Less Than Five Percent, or $98,000, of Susan Collins' Fundraising Came From Maine in Her Second Quarter 2019 Fundraising. Her Transformation to Right-Wing Special Interest Puppet Is Complete.
August 3, 2019
Senator Susan Collins’ 2019 quarter two FEC report revealed that her transformation from moderate Republican to right-wing special interest puppet is complete. The report paints a picture of a Senator beholden to deep-pocketed special interest donors who are rewarding her for her vote for the Tax Cuts and Jobs Act and her reticence to criticize President Trump or his administration.
For two quarters in a row, Collins has raised abysmally small percentages of her fundraising hauls from Mainers. This quarter, less than 5%, or $98,000, of her itemized fundraising came from Maine. The quarter before, it was 1%. Meanwhile, the money Collins is raising from special interests like Texas fossil fuel tycoons and Wall Street financiers has increased: she pulled in $301,350 from the banking and finance sectors this quarter. By comparison, Collins received$544,894 from the financial industry during the entirety of her 2014 reelection campaign.
It’s no coincidence that as Collins has raked in more money from special interests, her record has shifted sharply right. During the last Republican administration, Collins sided with President George W. Bush roughly 76% of the time. In keeping with her moderate profile, she voted with President Obama 75% of the time. But in the first two years of the Trump administration, she’s voted in line with Trump at a rate of nearly 92%.
Mainers know their senior Senator no longer represents them — and that she’s not bothered to seek their financial support for her reelection. Accordingly, Collins now has the second-lowest approval rating in the Senate, behind only Senate Majority Leader Mitch McConnell. A Morning Consult poll of Mainers taken in the second quarter of 2019 put her approval rating at 45 percent, to 48 percent disapproval — a 16-point drop from her approval rating at the beginning of 2017.

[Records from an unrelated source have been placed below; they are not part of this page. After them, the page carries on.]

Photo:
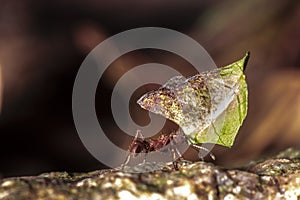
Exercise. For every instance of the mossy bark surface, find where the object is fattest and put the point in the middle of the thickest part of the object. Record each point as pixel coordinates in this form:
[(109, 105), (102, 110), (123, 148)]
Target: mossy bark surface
[(276, 177)]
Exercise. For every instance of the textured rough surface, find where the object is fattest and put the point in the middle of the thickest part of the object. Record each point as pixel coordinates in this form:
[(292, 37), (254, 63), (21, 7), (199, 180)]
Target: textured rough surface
[(276, 177)]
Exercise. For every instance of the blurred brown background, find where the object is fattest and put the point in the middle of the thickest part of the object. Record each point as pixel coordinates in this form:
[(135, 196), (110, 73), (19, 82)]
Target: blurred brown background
[(42, 45)]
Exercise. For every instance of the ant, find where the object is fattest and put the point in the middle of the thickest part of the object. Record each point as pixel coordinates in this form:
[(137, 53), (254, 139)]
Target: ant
[(142, 145)]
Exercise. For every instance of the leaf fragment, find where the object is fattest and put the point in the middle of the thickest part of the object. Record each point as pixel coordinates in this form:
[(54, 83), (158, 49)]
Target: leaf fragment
[(209, 107)]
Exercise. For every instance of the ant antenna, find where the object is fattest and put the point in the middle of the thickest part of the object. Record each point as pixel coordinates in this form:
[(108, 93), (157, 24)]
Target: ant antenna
[(199, 148)]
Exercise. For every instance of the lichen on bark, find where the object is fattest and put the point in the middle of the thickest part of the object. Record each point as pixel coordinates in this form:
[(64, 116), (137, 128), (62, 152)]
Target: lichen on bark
[(275, 177)]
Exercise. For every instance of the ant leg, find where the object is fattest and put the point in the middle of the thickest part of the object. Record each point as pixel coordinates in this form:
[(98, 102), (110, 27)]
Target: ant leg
[(130, 154), (199, 148)]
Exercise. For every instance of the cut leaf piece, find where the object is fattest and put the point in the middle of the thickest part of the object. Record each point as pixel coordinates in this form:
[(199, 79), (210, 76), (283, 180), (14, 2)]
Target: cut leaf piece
[(209, 107)]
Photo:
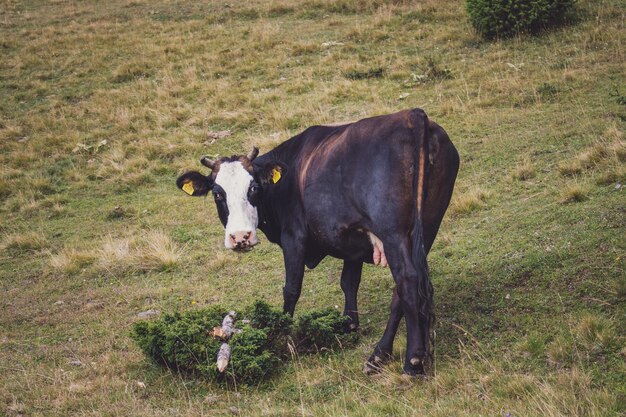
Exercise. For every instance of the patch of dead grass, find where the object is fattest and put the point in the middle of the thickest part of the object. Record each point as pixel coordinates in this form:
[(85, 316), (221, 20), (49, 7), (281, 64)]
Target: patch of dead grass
[(468, 202), (574, 193), (524, 170), (24, 242)]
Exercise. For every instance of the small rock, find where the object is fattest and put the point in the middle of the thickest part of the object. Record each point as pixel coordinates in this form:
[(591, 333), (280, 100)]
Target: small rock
[(211, 399), (218, 135), (148, 313), (331, 43)]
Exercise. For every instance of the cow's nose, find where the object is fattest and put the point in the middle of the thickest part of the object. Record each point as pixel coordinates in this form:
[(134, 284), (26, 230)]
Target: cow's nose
[(240, 240)]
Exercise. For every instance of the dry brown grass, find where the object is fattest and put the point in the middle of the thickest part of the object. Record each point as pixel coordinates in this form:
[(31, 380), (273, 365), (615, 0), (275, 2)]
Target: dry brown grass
[(24, 242), (468, 202), (574, 193), (524, 170)]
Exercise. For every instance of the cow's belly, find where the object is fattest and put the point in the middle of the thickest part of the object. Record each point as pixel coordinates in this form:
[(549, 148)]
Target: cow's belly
[(344, 242)]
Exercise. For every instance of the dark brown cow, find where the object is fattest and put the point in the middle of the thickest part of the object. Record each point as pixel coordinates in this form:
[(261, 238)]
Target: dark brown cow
[(371, 191)]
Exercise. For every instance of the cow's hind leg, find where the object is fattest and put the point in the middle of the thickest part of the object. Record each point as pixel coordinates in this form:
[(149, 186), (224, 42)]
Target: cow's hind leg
[(407, 277), (350, 280)]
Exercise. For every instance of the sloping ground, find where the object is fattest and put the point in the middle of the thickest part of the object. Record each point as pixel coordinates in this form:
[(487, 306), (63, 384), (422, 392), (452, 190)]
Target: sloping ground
[(103, 104)]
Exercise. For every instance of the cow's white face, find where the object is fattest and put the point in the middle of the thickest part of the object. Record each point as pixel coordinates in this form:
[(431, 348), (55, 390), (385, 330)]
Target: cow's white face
[(235, 184), (235, 192)]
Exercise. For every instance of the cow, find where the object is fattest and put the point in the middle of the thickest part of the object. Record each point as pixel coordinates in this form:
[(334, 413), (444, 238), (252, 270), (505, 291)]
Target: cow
[(371, 191)]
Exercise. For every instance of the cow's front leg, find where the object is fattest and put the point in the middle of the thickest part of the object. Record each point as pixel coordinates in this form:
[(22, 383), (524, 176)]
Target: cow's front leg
[(350, 280), (415, 296), (384, 348), (293, 253)]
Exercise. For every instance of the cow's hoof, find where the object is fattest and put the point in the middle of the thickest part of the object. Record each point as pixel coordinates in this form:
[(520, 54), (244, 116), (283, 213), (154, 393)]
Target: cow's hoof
[(350, 326), (376, 363), (415, 368)]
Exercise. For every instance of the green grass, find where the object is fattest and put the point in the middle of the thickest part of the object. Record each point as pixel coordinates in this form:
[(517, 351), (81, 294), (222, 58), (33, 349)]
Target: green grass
[(103, 104)]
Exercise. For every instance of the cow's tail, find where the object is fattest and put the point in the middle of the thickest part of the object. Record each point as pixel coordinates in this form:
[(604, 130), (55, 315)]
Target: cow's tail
[(425, 290)]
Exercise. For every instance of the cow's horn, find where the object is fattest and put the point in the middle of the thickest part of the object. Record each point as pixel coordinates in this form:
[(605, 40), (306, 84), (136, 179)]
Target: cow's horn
[(207, 162), (253, 153)]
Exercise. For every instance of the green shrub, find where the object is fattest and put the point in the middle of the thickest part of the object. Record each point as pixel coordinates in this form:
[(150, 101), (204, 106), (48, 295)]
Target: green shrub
[(252, 359), (183, 341), (321, 330), (493, 18)]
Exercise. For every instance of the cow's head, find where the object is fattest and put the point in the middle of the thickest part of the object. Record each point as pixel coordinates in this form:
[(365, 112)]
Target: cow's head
[(237, 186)]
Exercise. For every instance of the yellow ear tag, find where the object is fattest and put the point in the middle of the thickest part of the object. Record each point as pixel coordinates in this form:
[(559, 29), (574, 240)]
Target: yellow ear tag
[(188, 188), (275, 176)]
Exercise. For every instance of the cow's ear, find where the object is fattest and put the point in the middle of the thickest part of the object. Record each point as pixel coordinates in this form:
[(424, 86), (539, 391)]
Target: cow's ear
[(271, 173), (194, 183)]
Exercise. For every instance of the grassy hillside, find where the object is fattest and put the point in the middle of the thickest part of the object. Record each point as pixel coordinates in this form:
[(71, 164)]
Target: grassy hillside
[(103, 104)]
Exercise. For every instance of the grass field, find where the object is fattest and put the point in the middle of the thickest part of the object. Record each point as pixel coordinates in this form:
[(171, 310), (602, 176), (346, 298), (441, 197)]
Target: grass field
[(103, 104)]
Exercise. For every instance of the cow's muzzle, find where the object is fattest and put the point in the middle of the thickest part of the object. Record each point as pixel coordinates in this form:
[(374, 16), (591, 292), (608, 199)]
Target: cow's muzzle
[(242, 241)]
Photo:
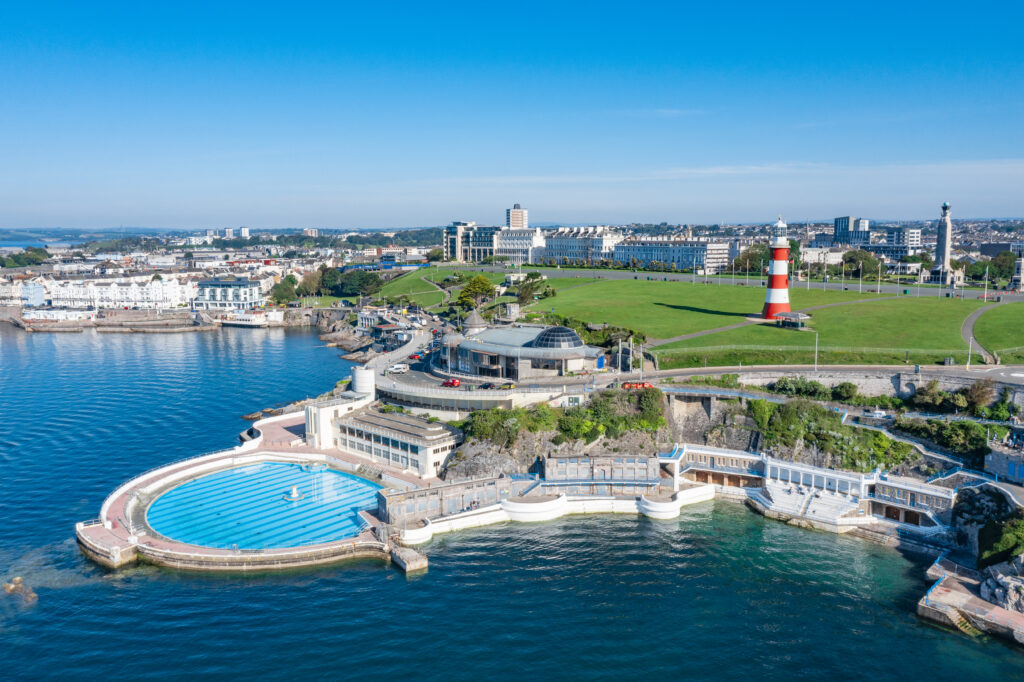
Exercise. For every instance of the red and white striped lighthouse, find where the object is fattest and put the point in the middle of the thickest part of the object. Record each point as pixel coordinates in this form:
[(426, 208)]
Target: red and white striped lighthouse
[(777, 296)]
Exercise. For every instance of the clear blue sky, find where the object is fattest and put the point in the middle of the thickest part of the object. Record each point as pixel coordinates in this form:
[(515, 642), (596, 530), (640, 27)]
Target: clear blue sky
[(389, 114)]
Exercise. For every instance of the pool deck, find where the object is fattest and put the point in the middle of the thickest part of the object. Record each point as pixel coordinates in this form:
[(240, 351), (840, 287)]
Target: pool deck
[(121, 537)]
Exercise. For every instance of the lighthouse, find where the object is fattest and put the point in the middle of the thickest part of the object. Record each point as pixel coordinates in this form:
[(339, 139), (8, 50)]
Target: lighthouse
[(777, 295)]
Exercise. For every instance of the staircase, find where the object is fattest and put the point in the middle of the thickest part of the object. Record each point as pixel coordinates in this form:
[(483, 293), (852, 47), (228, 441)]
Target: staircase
[(964, 625)]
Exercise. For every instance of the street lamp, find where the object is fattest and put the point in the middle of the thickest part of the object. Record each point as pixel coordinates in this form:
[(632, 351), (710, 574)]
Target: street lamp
[(815, 350)]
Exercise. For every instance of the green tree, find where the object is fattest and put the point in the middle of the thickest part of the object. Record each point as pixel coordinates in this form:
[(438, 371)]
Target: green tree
[(867, 263), (329, 280), (1003, 264), (310, 284), (474, 292)]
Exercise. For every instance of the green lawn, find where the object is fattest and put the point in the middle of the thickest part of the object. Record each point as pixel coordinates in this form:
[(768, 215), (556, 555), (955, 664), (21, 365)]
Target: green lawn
[(928, 329), (1000, 330), (664, 309)]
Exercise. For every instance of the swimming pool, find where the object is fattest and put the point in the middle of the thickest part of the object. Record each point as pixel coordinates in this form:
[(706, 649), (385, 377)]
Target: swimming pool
[(245, 507)]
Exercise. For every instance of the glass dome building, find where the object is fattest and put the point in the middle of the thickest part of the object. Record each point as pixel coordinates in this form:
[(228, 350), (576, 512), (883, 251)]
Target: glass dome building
[(519, 352)]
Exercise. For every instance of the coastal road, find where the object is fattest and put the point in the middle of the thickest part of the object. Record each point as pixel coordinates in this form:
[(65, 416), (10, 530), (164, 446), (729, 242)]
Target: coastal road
[(739, 281)]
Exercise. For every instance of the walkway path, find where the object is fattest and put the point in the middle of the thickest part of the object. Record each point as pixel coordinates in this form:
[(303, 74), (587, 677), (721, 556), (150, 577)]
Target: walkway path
[(752, 321), (967, 332)]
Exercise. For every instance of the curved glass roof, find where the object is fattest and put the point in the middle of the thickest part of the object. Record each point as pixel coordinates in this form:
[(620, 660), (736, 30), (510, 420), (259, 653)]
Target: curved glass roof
[(557, 337)]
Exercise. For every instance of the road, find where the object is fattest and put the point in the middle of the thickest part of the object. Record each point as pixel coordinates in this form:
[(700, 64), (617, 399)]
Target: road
[(739, 281)]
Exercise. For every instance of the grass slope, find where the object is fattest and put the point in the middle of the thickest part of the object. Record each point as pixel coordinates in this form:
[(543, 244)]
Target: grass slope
[(1001, 329), (666, 309), (860, 333)]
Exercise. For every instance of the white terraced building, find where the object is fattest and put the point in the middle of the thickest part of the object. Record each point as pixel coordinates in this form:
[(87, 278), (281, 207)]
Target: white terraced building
[(520, 247), (581, 245), (712, 257), (169, 293)]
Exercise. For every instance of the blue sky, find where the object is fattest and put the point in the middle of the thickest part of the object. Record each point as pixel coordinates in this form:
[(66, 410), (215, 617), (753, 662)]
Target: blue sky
[(358, 116)]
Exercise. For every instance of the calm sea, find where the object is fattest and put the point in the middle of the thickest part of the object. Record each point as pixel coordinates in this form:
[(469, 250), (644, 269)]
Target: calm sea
[(719, 594)]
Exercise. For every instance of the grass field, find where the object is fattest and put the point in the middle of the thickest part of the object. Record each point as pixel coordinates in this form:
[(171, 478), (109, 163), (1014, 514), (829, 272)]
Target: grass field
[(1001, 331), (914, 330), (666, 309)]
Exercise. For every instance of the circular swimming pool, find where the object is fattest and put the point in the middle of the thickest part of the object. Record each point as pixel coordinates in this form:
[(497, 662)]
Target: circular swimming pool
[(270, 505)]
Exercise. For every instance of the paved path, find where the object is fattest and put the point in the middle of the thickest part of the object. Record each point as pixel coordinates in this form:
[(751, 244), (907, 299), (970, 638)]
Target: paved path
[(752, 321), (967, 332)]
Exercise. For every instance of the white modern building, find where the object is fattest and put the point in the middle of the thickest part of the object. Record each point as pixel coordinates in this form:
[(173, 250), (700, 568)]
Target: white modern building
[(711, 257), (237, 294), (516, 218), (168, 293), (519, 246), (581, 246)]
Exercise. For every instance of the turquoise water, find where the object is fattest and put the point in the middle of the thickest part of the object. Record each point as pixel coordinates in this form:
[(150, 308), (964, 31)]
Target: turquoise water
[(718, 594), (244, 508)]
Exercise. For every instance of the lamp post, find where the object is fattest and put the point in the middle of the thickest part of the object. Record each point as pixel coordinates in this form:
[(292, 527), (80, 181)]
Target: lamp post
[(815, 350)]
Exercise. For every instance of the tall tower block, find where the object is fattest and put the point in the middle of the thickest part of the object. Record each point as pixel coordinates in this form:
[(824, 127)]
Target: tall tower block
[(777, 295)]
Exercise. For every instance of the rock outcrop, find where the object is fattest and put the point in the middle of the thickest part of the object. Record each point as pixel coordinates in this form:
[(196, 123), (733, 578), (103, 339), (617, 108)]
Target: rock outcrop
[(1004, 585)]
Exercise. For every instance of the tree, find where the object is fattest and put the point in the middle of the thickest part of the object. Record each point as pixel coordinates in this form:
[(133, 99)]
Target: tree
[(980, 393), (795, 253), (1004, 263), (310, 284), (845, 391)]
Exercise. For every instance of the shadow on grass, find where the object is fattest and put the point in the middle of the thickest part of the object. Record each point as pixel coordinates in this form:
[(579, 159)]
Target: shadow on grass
[(708, 311)]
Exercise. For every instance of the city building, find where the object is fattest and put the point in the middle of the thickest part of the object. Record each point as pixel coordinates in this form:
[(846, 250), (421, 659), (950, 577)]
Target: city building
[(228, 295), (711, 257), (1017, 281), (122, 293), (519, 246), (517, 352), (581, 246), (909, 237), (469, 243), (516, 218), (403, 441), (602, 474), (851, 230)]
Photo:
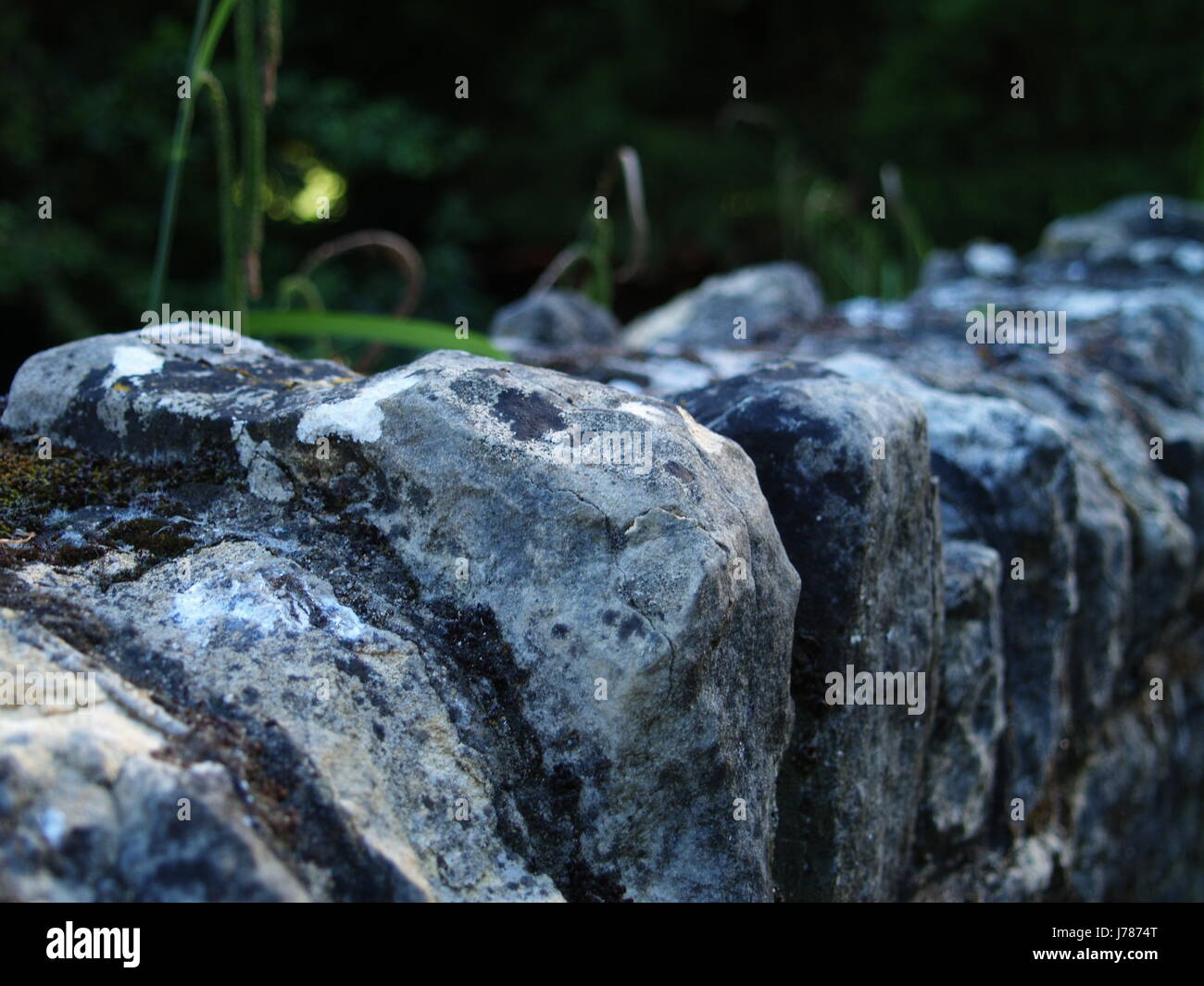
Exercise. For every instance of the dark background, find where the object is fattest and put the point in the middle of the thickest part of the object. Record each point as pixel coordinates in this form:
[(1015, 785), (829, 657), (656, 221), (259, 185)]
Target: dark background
[(492, 188)]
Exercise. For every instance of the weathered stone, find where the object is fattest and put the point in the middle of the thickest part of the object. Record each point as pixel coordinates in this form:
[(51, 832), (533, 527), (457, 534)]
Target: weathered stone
[(538, 580), (91, 797), (554, 319), (1007, 480), (846, 471), (961, 761), (774, 301)]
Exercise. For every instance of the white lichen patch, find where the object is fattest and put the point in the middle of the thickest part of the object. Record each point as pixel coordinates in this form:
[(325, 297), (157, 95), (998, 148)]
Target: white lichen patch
[(271, 607), (703, 438), (357, 418), (132, 361)]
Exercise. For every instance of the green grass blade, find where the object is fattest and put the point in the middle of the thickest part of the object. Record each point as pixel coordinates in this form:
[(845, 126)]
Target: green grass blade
[(357, 327)]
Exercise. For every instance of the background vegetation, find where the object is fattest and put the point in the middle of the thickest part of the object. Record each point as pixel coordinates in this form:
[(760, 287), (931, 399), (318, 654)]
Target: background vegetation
[(490, 189)]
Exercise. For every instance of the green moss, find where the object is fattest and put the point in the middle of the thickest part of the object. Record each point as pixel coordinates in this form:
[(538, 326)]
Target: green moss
[(164, 540), (31, 488)]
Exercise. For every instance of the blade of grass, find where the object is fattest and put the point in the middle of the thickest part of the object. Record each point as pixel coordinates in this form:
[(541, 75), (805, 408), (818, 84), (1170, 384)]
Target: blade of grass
[(357, 327), (199, 61)]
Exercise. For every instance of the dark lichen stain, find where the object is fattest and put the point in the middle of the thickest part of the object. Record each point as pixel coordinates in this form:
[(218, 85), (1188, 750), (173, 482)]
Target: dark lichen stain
[(681, 472), (629, 626), (529, 416), (161, 538), (549, 805), (31, 488)]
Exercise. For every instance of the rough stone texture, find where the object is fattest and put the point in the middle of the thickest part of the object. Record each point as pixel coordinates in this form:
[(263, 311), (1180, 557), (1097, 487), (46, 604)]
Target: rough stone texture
[(862, 528), (89, 798), (959, 767), (554, 319), (477, 586), (444, 589), (774, 300)]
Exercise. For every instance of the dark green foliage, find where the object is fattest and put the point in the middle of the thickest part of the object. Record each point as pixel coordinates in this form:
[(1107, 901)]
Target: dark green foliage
[(492, 188)]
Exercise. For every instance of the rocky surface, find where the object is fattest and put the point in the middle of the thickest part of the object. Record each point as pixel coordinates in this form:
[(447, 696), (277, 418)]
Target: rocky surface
[(473, 631)]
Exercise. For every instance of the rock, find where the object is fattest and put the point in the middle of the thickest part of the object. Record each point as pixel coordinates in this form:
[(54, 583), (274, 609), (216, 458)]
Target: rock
[(774, 300), (554, 319), (1112, 231), (846, 471), (472, 631), (609, 697), (961, 758), (990, 261), (1007, 480), (91, 796)]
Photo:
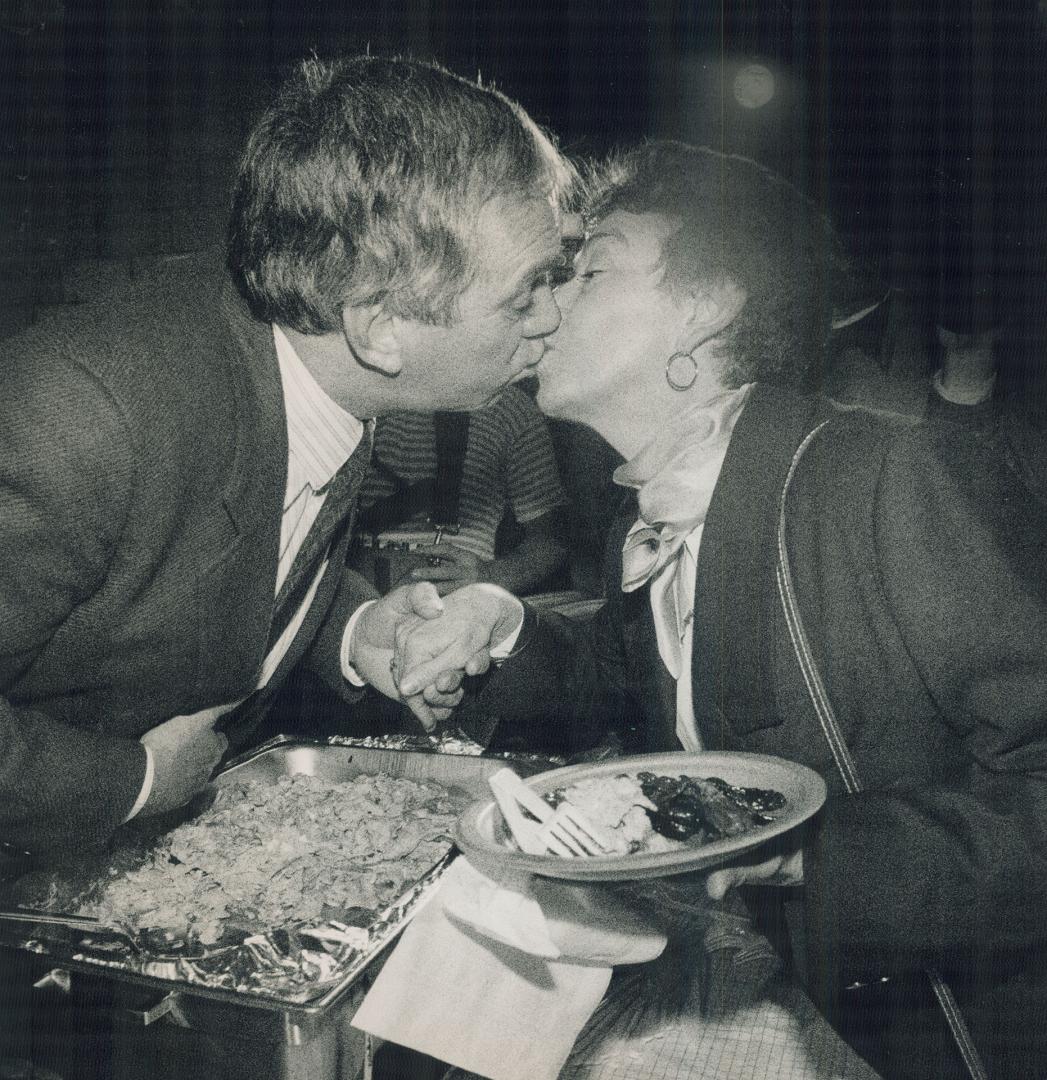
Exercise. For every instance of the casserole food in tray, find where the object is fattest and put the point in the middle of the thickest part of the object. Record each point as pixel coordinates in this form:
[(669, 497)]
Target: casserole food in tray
[(277, 968)]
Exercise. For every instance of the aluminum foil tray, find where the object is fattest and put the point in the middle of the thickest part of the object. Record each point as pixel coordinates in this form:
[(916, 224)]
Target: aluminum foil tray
[(280, 969)]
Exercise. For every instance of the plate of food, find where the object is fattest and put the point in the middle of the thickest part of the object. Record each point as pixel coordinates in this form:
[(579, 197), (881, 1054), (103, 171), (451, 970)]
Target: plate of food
[(657, 813)]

As we said at the outset of this election cycle, Collins has an untenable path to victory. She needs a massive financial boost from national Republicans to offset increasing energy and enthusiasm among Maine Democrats. But to win that support, she needs to vote with big-moneyed special interests and their Republican allies. She’s been attempting to walk that line for two years, but while she still rhetorically champions the Republican moderation she espoused in the 1990s, her record reveals a portrait of an extreme conservative. Collins’ latest fundraising report is proof positive of that right-wing transformation.